C_l = \sqrt{A_l^2 + B_l^2}

We can then compare this to \phi \approx e^{ikz} + f(\theta, \phi)
{e^{ikr}\over r}, by expanding e^{ikz} = e^{ikr\cos\theta}=
\sum (2l+1) i^l j_l(kr)P_l(\cos\theta):

C_l = {e^{i\delta_l}\over k}

f(\theta, \phi) = {1\over 2ik} \sum (2l+1)(e^{2i\delta_l}-1)P_l(\cos\theta)

Since \sigma(\theta) = |f(\theta)|^2 and integrating over \omega we get the total cross section:

\sigma = {4\pi\over k}\sum (2l+1)\sin^2\delta_l

In order to find the phase shifts \delta_l, we solve the radial equation for the full potential

-{1\over2}R''(r)-{1\over r}R'(r)+\left(V+{l(l+1)\over2r^2}\right)R(r)=ER(r)

and then fit it to the above asymptotic solution for V=0. We require that the value and the slope must be continuous. In particular, we take the logarithmic derivative ((\log u)'={u'\over u}) at the point r=a:

\gamma_l \equiv \left.{\d\over\d r} \log u\right|_{r=a} =
\left.{\d\over\d r} \log R_l(kr)\right|_{r=a}

expressing R_l(kr) using \delta_l and solving for it we get:

\tan\delta_l = {k j_l'(ka) - \gamma_l j_l(ka)\over k n_l'(ka)-\gamma_l

Now we can use these \delta_l in the formula for the total cross section.

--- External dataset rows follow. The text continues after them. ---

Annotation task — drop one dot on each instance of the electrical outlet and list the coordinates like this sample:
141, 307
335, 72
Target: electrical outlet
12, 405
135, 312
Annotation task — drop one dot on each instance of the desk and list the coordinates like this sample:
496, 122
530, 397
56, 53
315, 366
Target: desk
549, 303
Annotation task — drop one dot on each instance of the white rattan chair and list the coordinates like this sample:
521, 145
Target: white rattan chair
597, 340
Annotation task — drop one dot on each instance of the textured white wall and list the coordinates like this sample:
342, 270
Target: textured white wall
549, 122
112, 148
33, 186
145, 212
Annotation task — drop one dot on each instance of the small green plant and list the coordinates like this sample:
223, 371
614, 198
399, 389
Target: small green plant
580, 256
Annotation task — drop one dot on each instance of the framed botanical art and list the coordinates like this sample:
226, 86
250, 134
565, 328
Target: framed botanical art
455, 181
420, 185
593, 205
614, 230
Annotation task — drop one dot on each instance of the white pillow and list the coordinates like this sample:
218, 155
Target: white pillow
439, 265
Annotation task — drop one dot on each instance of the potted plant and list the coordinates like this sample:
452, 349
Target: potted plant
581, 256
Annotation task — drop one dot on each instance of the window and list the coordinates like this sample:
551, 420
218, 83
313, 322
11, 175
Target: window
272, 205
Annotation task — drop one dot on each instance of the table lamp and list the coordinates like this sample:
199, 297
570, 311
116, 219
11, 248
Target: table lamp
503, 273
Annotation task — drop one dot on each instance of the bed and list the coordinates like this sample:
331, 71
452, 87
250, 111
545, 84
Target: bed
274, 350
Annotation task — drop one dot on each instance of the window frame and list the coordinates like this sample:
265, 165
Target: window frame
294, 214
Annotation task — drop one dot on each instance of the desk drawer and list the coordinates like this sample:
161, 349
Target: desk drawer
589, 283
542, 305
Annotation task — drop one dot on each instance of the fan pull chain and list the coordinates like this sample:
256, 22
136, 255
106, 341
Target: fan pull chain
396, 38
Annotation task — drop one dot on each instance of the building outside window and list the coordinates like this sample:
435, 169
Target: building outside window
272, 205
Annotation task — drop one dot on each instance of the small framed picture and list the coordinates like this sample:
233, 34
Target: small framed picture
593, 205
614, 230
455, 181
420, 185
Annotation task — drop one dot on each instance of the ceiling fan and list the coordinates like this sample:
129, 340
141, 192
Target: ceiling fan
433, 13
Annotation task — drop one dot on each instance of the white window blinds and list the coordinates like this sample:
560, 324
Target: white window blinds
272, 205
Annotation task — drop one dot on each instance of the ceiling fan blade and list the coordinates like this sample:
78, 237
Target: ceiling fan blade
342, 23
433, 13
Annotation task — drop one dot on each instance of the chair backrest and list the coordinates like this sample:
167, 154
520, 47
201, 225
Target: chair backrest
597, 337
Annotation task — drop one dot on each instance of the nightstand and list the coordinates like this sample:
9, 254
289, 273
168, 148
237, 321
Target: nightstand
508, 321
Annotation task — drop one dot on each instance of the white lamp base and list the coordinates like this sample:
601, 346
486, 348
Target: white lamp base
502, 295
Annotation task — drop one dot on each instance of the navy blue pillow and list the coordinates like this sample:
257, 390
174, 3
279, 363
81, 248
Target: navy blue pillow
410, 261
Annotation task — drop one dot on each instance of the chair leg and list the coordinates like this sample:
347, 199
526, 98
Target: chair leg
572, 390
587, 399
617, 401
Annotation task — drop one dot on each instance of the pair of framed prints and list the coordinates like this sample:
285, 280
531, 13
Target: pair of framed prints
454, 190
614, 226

The problem can now be formulated in two ways. Either to solve the radial equation for a potential with finite reach and then “measure” those phase shifts in the solution. Or by prescribing those phase shifts and we now need to calculate the solutions (e.g. the energies) from the radial equation.